Apparently wikipedia here http://en.wikipedia.org/wiki/Timeline_of_hydrogen_technologi... is talking about two men Jan Rudolph Deiman and Adriaan Paets van Troostwijk who
used an electrostatic machine for the first electrolysis of water , i think its false and impossible , because an electrostatic machine is not
powerfull enough what do you think ?unionised - 18-3-2010 at 11:16
It would be a spectacularly inefficient way to do it but I guess it's possible in theory.JohnWW - 18-3-2010 at 11:41
I have a secondhand copy (found in a local bookshop) of "Electrostatics And Its Applications" by A D Moore (editor) (Wiley-1973), long out-of-print
and widely sought for (a leading book on the subject), which may shed some light on it.
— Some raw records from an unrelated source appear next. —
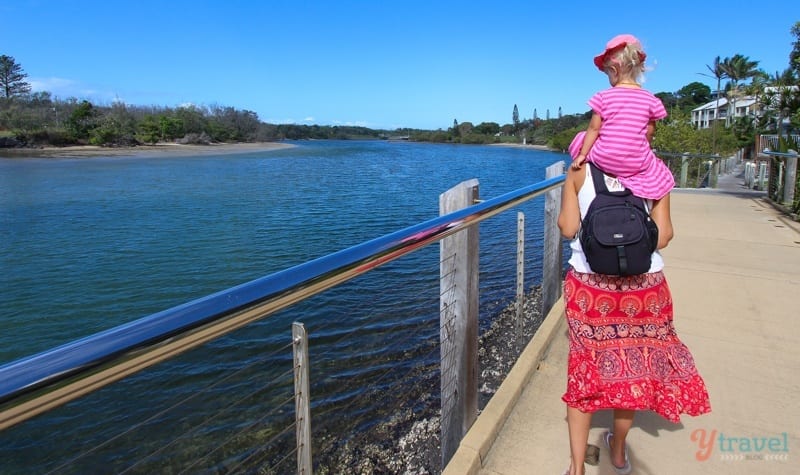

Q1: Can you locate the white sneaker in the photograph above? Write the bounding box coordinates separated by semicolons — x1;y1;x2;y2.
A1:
603;431;631;475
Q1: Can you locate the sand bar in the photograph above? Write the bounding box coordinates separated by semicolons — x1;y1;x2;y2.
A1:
0;142;295;158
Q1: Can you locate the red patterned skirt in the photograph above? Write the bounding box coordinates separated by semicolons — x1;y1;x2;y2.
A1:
561;270;711;422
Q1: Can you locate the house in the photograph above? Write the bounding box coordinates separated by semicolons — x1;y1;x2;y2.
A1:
692;96;758;129
692;86;798;129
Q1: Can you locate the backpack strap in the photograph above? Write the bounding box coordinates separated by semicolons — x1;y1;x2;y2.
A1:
586;162;608;195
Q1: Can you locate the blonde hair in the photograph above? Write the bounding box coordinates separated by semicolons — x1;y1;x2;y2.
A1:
603;43;645;80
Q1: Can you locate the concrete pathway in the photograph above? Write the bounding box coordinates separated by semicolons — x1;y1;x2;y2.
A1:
444;174;800;475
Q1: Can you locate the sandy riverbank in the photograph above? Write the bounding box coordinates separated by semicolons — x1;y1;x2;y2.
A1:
491;143;561;152
0;142;294;158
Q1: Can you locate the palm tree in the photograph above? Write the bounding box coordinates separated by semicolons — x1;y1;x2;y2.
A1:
720;54;758;127
706;56;728;154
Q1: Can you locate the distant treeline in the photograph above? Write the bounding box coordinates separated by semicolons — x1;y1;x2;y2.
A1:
0;88;752;159
0;92;406;147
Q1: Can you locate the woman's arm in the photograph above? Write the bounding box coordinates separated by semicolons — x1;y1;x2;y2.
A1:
648;194;674;249
558;167;586;239
645;120;656;143
572;112;603;169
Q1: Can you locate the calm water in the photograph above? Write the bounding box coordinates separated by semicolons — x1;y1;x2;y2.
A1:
0;142;564;473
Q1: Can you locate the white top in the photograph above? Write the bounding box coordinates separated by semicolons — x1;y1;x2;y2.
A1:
569;166;664;274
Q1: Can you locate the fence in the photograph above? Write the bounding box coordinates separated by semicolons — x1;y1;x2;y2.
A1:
0;163;564;473
758;135;800;213
656;152;741;188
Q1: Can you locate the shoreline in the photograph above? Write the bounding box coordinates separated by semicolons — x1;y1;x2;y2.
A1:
489;143;561;152
0;142;296;158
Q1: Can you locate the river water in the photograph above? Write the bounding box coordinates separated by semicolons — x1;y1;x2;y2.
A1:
0;141;564;473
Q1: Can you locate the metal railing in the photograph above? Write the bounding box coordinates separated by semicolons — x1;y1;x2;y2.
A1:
0;167;564;472
656;152;740;188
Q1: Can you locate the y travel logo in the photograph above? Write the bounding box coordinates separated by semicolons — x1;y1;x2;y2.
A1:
690;429;789;462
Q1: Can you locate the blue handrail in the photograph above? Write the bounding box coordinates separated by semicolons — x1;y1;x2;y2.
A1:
0;175;564;429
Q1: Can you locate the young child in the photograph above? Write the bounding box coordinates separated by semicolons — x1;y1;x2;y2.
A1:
572;34;675;200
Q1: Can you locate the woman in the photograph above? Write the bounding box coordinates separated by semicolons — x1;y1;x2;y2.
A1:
558;139;711;475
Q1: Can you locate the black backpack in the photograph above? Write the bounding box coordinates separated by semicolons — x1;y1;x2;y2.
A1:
579;164;658;276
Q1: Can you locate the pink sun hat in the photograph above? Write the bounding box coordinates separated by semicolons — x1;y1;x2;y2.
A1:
594;33;647;72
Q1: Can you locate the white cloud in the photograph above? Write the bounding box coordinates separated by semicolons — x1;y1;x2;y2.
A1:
28;77;117;102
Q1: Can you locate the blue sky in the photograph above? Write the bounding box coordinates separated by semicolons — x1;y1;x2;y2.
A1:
0;0;800;129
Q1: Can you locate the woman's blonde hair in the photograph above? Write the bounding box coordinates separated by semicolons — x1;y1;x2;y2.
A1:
603;43;645;79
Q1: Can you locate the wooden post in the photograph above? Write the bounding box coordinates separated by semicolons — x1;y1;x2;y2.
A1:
439;179;479;467
292;322;312;475
783;150;797;206
708;154;720;188
681;152;689;188
542;162;564;315
514;211;525;351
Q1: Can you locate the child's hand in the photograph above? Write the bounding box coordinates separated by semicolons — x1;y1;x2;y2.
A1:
572;155;586;170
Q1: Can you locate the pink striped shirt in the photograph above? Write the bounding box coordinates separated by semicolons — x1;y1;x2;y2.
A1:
587;87;675;199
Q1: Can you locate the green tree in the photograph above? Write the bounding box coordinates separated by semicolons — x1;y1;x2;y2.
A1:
0;55;31;98
789;21;800;77
706;56;728;153
65;101;97;140
722;54;758;130
511;104;519;132
473;122;500;135
676;81;711;111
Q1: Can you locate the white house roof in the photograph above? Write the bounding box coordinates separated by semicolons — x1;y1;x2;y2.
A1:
692;97;738;112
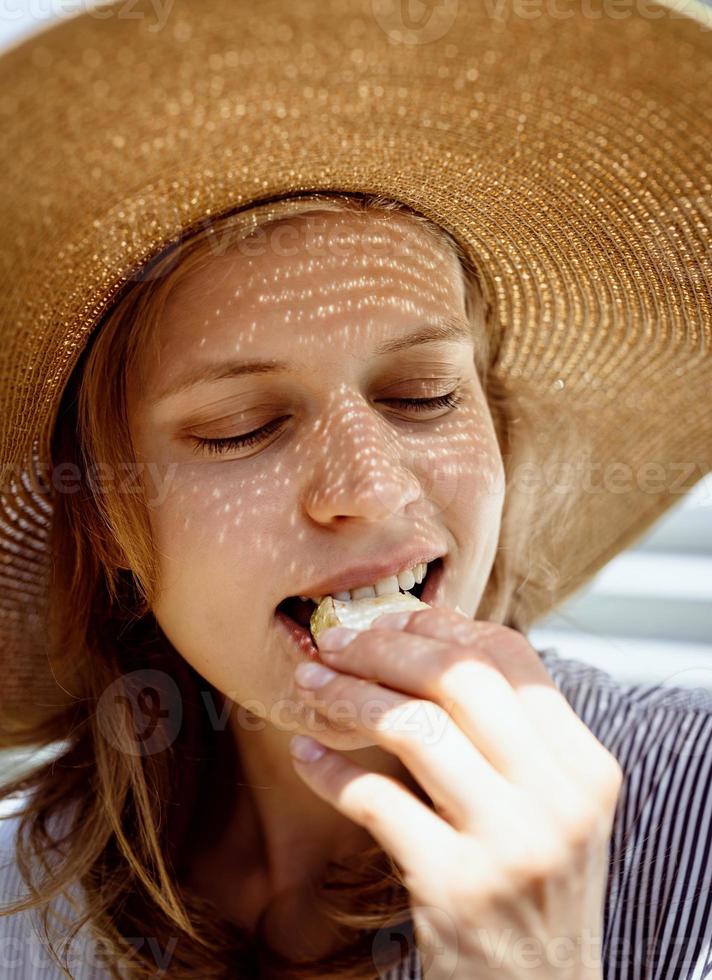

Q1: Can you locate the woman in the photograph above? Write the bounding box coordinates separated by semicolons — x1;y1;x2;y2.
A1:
0;2;712;980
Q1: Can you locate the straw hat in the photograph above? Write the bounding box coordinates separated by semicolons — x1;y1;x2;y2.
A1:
0;0;712;736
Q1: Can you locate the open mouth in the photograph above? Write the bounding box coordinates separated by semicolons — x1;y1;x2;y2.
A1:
276;558;443;656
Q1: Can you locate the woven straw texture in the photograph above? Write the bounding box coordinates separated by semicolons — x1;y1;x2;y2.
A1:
0;0;712;736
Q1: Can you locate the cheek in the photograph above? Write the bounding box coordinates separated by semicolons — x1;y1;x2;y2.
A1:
420;398;505;527
145;464;274;656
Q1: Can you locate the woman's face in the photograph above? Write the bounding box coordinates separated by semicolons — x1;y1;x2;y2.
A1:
129;212;504;747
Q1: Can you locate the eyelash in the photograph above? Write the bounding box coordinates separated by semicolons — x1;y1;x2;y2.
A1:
192;388;464;455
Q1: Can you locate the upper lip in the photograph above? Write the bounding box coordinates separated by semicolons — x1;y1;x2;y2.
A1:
284;548;445;598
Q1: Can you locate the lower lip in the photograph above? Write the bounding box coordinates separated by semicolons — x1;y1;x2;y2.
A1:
275;559;445;660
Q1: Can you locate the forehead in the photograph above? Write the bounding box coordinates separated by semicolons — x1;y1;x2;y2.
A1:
145;211;464;371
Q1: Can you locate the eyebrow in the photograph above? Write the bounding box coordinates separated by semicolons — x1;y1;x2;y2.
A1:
155;316;474;402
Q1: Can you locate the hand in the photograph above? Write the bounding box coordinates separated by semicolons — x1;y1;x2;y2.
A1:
294;608;623;980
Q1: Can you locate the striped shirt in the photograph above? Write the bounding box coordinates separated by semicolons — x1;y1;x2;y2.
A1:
0;649;712;980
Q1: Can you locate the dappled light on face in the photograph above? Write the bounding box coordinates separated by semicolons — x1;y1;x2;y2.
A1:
128;207;504;724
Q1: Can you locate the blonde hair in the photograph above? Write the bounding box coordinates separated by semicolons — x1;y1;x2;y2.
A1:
0;194;580;980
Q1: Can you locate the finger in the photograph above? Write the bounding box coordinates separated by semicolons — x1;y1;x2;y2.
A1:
320;624;561;791
371;607;612;787
293;736;456;893
300;672;509;832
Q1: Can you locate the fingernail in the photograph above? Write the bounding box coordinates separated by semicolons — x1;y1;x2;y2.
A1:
294;662;336;688
289;735;326;762
371;612;411;630
316;626;358;650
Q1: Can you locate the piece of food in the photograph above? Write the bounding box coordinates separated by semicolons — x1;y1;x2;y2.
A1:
309;592;430;640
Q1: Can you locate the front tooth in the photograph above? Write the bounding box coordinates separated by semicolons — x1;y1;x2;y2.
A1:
351;585;376;599
398;569;415;592
375;575;398;595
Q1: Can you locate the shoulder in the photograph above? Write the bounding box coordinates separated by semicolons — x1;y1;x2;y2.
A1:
538;650;712;980
537;649;712;771
0;801;108;980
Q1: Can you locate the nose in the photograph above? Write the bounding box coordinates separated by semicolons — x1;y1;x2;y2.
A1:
304;411;423;524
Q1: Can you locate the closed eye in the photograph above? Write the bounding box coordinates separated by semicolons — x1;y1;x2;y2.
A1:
191;389;464;455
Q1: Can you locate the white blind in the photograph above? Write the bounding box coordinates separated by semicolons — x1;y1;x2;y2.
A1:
529;476;712;690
I will be scanning it to image files and uploading it soon,
including extensive annotations that I and a previous owner have made in the margins.
[Edited on 19-3-10 by JohnWW]Toshiro - 18-3-2010 at 12:39
Thanks a lot JohnWW , i'm extremely curious ( a little sceptical in the same time ) about this book
In fact i think its more than inefficient unionised ..Xenoid - 18-3-2010 at 13:50
I'm not sure what the problem is here!
The item states they used a Leyden Jar, this is a simple capacitor, they may have used several in parallel. Even if the "electrostatic device" was
only producing, say 10uA, it would be possible to store up enough charge to electrolyse water, especially at several thousand volts. A few milliamps
should be enough to observe electrolysis in action using fine wires.woelen - 18-3-2010 at 23:59
Voltage is not determining how much water is electrolysed, it is the product of current and time (or more general: integral of current over time)
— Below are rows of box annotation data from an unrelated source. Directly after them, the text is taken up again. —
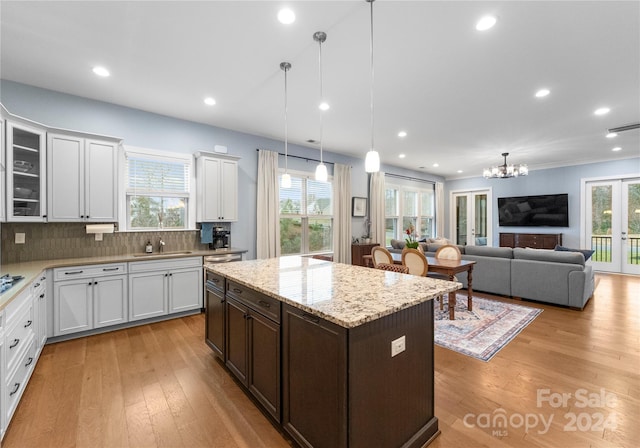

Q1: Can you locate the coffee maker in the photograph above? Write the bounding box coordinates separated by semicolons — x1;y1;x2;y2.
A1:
209;227;231;249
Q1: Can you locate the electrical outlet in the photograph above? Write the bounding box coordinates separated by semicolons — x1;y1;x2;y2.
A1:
391;336;407;358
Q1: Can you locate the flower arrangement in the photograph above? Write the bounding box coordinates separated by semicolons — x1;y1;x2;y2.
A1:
404;224;418;249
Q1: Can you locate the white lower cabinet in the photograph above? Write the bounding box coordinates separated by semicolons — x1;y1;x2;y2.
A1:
0;284;42;437
53;263;128;336
129;257;202;321
31;273;48;356
129;271;168;320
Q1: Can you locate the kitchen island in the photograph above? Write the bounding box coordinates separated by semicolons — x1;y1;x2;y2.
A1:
206;257;461;448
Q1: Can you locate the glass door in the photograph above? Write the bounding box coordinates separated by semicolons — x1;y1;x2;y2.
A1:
450;190;492;246
585;179;640;274
7;122;46;221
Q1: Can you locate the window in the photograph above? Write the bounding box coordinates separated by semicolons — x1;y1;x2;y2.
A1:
385;181;435;246
125;150;192;230
278;172;333;255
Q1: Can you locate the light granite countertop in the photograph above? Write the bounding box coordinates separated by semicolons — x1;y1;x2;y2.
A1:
206;256;462;328
0;247;247;310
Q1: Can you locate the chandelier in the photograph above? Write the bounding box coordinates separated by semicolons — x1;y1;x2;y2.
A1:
482;152;529;179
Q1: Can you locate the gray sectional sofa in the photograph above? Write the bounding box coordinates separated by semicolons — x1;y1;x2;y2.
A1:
389;243;595;309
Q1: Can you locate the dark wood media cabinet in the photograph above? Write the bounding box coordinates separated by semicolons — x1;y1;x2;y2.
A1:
500;233;562;249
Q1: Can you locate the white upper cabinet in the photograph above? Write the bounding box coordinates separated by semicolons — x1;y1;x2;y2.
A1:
47;133;118;222
196;152;239;222
6;121;47;222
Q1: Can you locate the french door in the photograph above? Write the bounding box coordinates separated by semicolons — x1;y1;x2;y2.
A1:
449;190;492;246
583;178;640;274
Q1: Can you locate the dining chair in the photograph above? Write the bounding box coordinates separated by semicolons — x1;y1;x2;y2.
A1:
436;244;462;260
402;249;429;277
429;244;462;310
376;263;409;274
371;246;393;268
which tells how much hydrogen+oxygen is formed.
So, it does not really matter how many thousands of volts you have, a few volts does the job equally well.
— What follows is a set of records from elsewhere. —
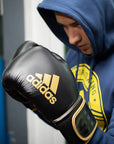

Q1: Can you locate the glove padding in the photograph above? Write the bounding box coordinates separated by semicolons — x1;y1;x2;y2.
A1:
2;41;97;144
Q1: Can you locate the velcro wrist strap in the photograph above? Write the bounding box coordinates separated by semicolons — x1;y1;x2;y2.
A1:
56;98;97;144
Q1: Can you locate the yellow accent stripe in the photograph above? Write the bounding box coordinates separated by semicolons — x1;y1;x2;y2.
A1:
50;75;59;94
35;73;42;80
72;99;97;142
43;74;51;86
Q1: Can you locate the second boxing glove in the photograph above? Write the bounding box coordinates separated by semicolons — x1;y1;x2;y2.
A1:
2;41;97;144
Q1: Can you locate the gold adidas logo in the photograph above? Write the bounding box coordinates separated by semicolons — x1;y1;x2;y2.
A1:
26;73;60;104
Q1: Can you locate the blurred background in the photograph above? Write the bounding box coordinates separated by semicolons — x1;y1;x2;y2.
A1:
0;0;66;144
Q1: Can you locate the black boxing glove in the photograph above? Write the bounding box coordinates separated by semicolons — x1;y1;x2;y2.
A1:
2;41;97;144
4;41;56;128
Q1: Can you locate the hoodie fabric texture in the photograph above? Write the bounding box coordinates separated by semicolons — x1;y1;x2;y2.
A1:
38;0;114;144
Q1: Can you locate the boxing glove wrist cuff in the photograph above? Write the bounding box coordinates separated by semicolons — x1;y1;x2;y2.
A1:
53;98;97;144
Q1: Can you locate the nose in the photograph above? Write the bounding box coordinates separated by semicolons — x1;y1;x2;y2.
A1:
68;29;82;45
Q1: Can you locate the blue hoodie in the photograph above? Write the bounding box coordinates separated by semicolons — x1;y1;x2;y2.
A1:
38;0;114;144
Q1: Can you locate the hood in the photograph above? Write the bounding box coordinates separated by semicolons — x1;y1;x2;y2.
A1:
37;0;114;55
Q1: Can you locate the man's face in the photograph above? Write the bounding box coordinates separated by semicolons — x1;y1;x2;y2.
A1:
55;12;93;55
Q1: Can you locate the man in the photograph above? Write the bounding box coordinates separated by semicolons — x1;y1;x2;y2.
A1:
38;0;114;144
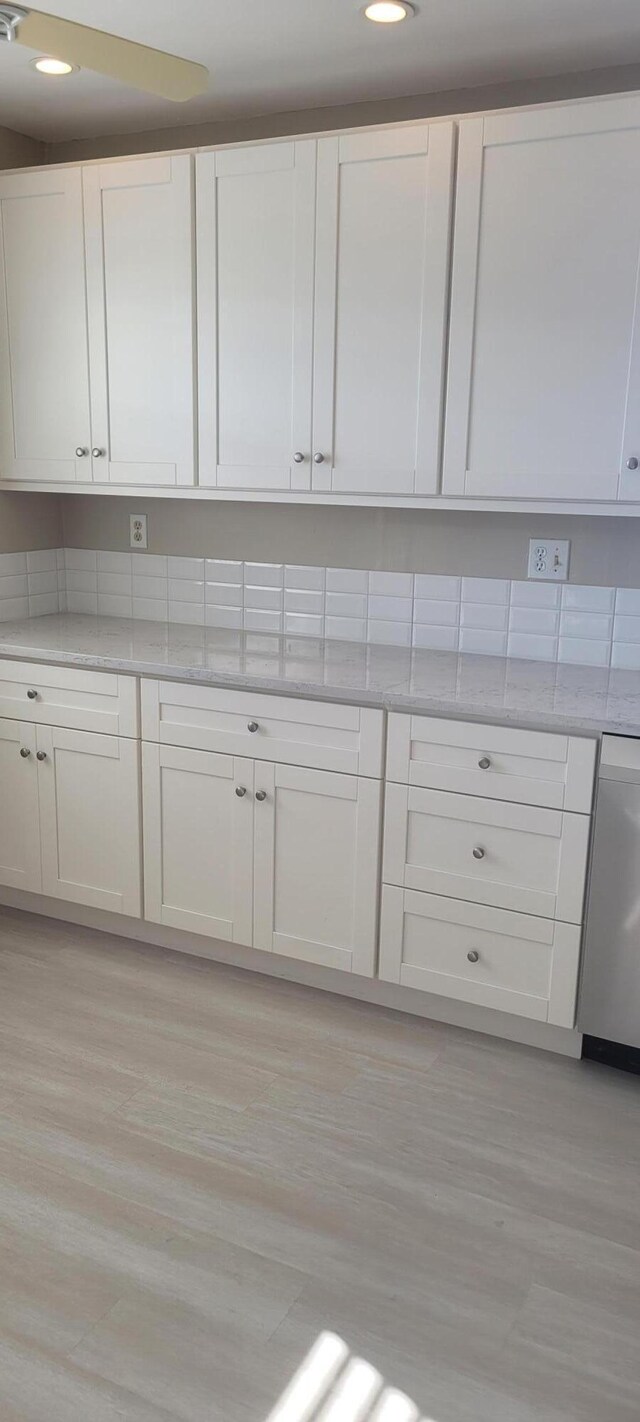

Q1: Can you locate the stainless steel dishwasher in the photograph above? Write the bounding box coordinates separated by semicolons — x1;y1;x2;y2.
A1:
577;735;640;1071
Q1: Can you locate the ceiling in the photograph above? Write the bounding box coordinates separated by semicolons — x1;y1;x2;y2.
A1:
0;0;640;142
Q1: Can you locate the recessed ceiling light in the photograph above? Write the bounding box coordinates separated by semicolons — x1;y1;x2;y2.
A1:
33;54;77;75
364;0;415;24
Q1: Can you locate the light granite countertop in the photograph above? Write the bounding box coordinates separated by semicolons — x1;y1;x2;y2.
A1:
0;613;640;735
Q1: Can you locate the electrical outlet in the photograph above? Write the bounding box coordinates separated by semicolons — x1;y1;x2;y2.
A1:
129;513;146;547
526;538;572;583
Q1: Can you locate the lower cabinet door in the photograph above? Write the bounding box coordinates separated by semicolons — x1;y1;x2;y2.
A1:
380;884;580;1027
0;721;41;893
37;725;142;917
253;762;381;977
142;741;253;946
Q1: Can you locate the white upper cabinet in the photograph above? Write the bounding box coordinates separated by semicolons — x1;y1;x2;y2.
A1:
196;142;316;489
442;97;640;501
82;154;195;485
0;168;91;482
313;124;454;496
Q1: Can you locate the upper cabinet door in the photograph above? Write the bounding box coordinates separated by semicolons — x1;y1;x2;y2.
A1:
82;154;195;485
313;124;454;495
0;168;91;481
196;142;316;489
444;98;640;501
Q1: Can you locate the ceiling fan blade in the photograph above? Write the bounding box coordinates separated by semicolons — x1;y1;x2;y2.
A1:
16;10;209;104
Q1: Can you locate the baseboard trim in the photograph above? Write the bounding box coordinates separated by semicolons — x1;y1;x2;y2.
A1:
0;887;582;1058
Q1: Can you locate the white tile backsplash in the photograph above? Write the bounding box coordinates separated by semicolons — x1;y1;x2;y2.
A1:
6;547;640;670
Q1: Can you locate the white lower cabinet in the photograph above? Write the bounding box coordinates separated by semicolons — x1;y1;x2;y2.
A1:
380;884;580;1027
142;741;381;975
0;720;41;893
37;725;142;917
142;741;253;944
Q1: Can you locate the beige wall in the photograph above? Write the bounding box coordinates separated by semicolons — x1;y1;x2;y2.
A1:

[Edited on 19-3-10 by woelen]Xenoid - 19-3-2010 at 00:19
So, it does not really matter how many thousands of volts you have, a few volts does the job equally well.
Not if the water was low in electrolytes, and near non-conducting!
What I was implying was that because a high voltage was available there would have been no problem with conductivity and relatively pure water could
have electrolysed.woelen - 19-3-2010 at 03:05
Yes, you're right, at very low conductivity it might have helped that the voltages in those old times were very high. Probably they just could observe
some slight bubbling, but the observing capabilities of those old-time scientists were remarkable and such tiny effects certainly could not pass by
unnoticed.12AX7 - 19-3-2010 at 06:53
Without water purification systems, they might've pulled water from a well. I don't think conductivity is going to be a problem.
Some of the more precise measurements might've used distilled water, in which case the electrolytes will be small indeed, mostly sodium due to the
glassware. Still, 18.2Mohm-cm is enough resistivity to sink miliamps at tens of kV, so even if it's ionically pure, it hardly matters. In fact, that
just means it leaks away slower, which gives a more efficient connection than sparking to it (both methods always conserve charge, so it still doesn't
matter).
Tim
[Edited on 3-19-2010 by 12AX7]chief - 19-3-2010 at 09:02
They can only mean a multi-electrode-effect:
==> Dispersing water into lots of droplets
==> and each of those acting as a double-electrode ..., just like it's possible to hang lots of electrodes into an electrolyte and attach only the
2 outermost onto the Voltage ...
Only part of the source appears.